Des résidents expulsés de logements où ils vivaient depuis des années. Des immeubles repris et rénovés sous de faux prétextes pour en tirer davantage de revenus. La multiplication des tours de condominiums, souvent au mépris de la beauté du paysage ou de l’aménagement urbain. La cinéaste Carole Laganière livre une charge documentaire contre la gentrification montréalaise dans Quartiers sous tension.
La gentrification est effectivement un problème à Montréal, et ce depuis de nombreuses années. Si l’on peut dire que le Plateau-Mont-Royal est déjà passé du côté des spéculateurs immobiliers et des appartements et des maisons hors de prix, le phénomène a déjà commencé à s’étendre aux quartiers voisins; Rosemont, d’abord, mais aussi Hochelaga-Maisonneuve, où le choc semble être le plus rude entre nouveaux riches, familles ayant récemment accédé à la propriété et gens aux moyens plus modestes depuis longtemps établis dans le quartier.
Est-ce une représentation de l’accroissement du fossé entre riches et pauvres, ou plutôt une transformation normale du tissu urbain, alors que le Montréalais moyen est plus éduqué, et donc possiblement plus en moyens, et moins désireux de s’exiler en banlieue pour y élever sa famille?
D’une durée d’à peine une cinquantaine de minutes, Quartiers sous tension y va parfois un peu rondement pour tenter d’expliquer le phénomène. Oui, les propriétaires véreux expulsant des locataires pour de mauvaises raisons devraient être mieux encadrés. Oui, la Régie du logement devrait se ranger davantage du côté des locataires, histoire de faire respecter les droits de ces derniers et ainsi éviter les hausses de loyers qui contribuent à l’exode des gens aux moyens plus modestes sur le pourtour des quartiers centraux, souvent loin des services de proximité et du transport en commun – et contribuant du même coup à l’embourgeoisement du centre.
Mais la question de la gentrification, c’est également celle de la renaissance de certains quartiers. Doit-on figer des quartiers pauvres à une époque précise et ainsi prolonger la lente décrépitude du patrimoine bâti, ou encore maintenir les gens dans la misère en ne favorisant pas l’émergence de commerces locaux offrant par exemple davantage de produits frais et meilleurs pour la santé? Le film passe très rapidement, d’ailleurs, sur ces vandales qui, sous prétexte de combattre la gentrification, s’en prennent à des commerçants locaux qui embauchent dans leur quartier. À quand remonte le dernier jet de peinture contre un McDonald?
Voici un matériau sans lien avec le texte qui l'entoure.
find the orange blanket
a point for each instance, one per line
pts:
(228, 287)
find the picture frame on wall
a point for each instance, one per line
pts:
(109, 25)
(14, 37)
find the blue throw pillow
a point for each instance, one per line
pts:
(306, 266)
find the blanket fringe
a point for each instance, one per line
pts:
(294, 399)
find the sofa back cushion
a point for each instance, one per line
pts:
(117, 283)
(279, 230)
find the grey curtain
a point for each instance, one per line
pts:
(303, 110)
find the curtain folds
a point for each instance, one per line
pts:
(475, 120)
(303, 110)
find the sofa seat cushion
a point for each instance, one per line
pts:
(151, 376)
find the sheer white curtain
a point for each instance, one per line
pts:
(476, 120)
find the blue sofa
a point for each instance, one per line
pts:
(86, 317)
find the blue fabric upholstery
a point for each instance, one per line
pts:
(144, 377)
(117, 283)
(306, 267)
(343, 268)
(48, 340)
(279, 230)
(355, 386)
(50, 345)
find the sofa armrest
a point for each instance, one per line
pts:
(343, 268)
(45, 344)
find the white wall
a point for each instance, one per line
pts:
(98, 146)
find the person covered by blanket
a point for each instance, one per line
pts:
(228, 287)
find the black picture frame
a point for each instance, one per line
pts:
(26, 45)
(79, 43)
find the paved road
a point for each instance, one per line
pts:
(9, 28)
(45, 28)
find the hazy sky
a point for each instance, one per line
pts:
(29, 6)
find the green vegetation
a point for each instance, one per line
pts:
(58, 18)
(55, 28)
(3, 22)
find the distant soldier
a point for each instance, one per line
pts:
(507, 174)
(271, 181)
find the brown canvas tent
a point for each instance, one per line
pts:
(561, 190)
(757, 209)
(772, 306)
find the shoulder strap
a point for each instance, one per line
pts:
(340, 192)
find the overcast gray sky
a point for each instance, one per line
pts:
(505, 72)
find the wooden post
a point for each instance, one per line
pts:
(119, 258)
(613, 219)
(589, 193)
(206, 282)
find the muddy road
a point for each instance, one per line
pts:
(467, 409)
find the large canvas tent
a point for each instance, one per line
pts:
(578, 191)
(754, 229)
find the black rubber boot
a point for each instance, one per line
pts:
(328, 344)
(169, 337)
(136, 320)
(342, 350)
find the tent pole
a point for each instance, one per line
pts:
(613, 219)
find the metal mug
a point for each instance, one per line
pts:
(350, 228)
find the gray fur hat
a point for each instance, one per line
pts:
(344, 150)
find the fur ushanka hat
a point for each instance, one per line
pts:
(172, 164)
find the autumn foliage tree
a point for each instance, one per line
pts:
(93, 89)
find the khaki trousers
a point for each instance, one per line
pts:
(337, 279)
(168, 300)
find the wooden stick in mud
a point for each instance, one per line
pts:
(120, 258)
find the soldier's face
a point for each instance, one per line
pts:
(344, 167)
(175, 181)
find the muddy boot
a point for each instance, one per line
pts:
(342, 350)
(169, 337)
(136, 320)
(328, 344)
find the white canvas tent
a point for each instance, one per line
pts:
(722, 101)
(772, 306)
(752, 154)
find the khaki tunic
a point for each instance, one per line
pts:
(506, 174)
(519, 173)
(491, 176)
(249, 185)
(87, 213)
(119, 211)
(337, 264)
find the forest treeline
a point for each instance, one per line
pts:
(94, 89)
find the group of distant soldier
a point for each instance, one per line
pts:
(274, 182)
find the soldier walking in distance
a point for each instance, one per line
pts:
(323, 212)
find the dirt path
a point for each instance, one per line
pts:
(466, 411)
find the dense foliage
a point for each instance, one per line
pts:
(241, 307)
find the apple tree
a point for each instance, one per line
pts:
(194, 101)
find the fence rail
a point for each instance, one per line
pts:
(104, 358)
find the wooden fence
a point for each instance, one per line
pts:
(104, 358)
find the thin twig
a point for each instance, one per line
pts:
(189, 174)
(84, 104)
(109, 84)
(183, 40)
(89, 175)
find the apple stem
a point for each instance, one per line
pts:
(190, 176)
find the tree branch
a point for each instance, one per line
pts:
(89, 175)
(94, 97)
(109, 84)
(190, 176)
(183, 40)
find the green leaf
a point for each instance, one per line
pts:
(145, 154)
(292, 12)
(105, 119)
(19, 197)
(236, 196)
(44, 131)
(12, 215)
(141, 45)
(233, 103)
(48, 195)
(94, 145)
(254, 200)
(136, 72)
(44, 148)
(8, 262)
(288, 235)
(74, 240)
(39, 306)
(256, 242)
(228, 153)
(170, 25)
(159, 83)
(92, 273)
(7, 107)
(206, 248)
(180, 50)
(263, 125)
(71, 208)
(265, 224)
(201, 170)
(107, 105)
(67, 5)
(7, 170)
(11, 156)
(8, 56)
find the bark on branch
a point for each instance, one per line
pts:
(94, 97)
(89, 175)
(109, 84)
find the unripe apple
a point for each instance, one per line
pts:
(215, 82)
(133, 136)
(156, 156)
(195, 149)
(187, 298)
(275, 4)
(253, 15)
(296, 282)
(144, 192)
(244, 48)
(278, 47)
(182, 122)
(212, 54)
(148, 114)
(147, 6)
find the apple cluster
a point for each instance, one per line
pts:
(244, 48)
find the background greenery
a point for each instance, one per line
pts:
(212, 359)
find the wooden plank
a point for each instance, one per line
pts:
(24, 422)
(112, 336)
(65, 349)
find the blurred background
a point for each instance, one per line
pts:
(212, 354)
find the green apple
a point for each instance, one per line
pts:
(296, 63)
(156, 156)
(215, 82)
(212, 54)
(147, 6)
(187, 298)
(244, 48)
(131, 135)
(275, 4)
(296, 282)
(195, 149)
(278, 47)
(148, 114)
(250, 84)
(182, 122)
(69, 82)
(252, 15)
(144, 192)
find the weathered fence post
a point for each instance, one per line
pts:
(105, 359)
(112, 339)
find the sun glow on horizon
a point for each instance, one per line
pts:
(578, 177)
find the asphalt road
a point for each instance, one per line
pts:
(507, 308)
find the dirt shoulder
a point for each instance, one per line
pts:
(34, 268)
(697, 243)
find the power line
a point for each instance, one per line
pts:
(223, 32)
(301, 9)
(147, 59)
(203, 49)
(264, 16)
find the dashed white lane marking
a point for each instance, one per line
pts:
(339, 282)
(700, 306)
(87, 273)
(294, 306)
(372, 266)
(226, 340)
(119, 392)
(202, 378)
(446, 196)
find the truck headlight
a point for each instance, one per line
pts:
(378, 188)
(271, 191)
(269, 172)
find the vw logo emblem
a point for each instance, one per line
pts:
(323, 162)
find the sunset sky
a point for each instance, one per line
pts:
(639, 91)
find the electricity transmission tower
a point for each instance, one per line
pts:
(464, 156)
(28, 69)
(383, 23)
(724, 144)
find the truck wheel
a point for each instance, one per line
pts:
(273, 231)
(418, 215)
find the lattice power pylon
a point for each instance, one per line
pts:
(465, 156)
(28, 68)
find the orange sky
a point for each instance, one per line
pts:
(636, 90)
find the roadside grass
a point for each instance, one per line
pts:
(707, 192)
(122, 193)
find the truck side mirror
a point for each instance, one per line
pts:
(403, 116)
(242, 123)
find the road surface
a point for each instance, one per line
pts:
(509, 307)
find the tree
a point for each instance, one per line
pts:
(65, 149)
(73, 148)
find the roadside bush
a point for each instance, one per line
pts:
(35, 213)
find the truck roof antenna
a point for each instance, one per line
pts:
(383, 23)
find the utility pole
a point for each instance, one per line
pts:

Ou le bris des vitrines du Starbucks du coin?
Mme Laganière ne s’attarde pas non plus à la question du financement municipal. Après tout, une grande partie des entrées d’argent de Montréal, par exemple, est associée aux taxes foncières. Et donc, qui dit condos neufs faisant augmenter la valeur des immeubles et des terrains aux alentours, dit hausse de taxes foncières et revenus supplémentaires dans les coffres de l’administration. Faut-il réformer la façon dont le gouvernement du Québec répartit les budgets municipaux?
Pauvreté, offre commerciale limitée, éducation, structure fiscale, valeur du patrimoine bâti, contrôle des loyers, spéculation immobilière, densification des quartiers centraux, construction en fonction des réseaux de transport collectif, ou même encore travail à domicile et diversification des structures économiques… tout cela se télescope dans le maelström de la gentrification.
Quartiers sous tension aurait eu besoin de trois ou quatre heures de pellicule pour approfondir toutes ces questions. Le résultat final s’avère donc décevant, le produit de Mme Laganière tenant davantage du brûlot que d’une invitation à débattre et à réfléchir.
Quartiers sous tension sera présenté samedi sur les ondes d’ICI Radio-Canada Télé.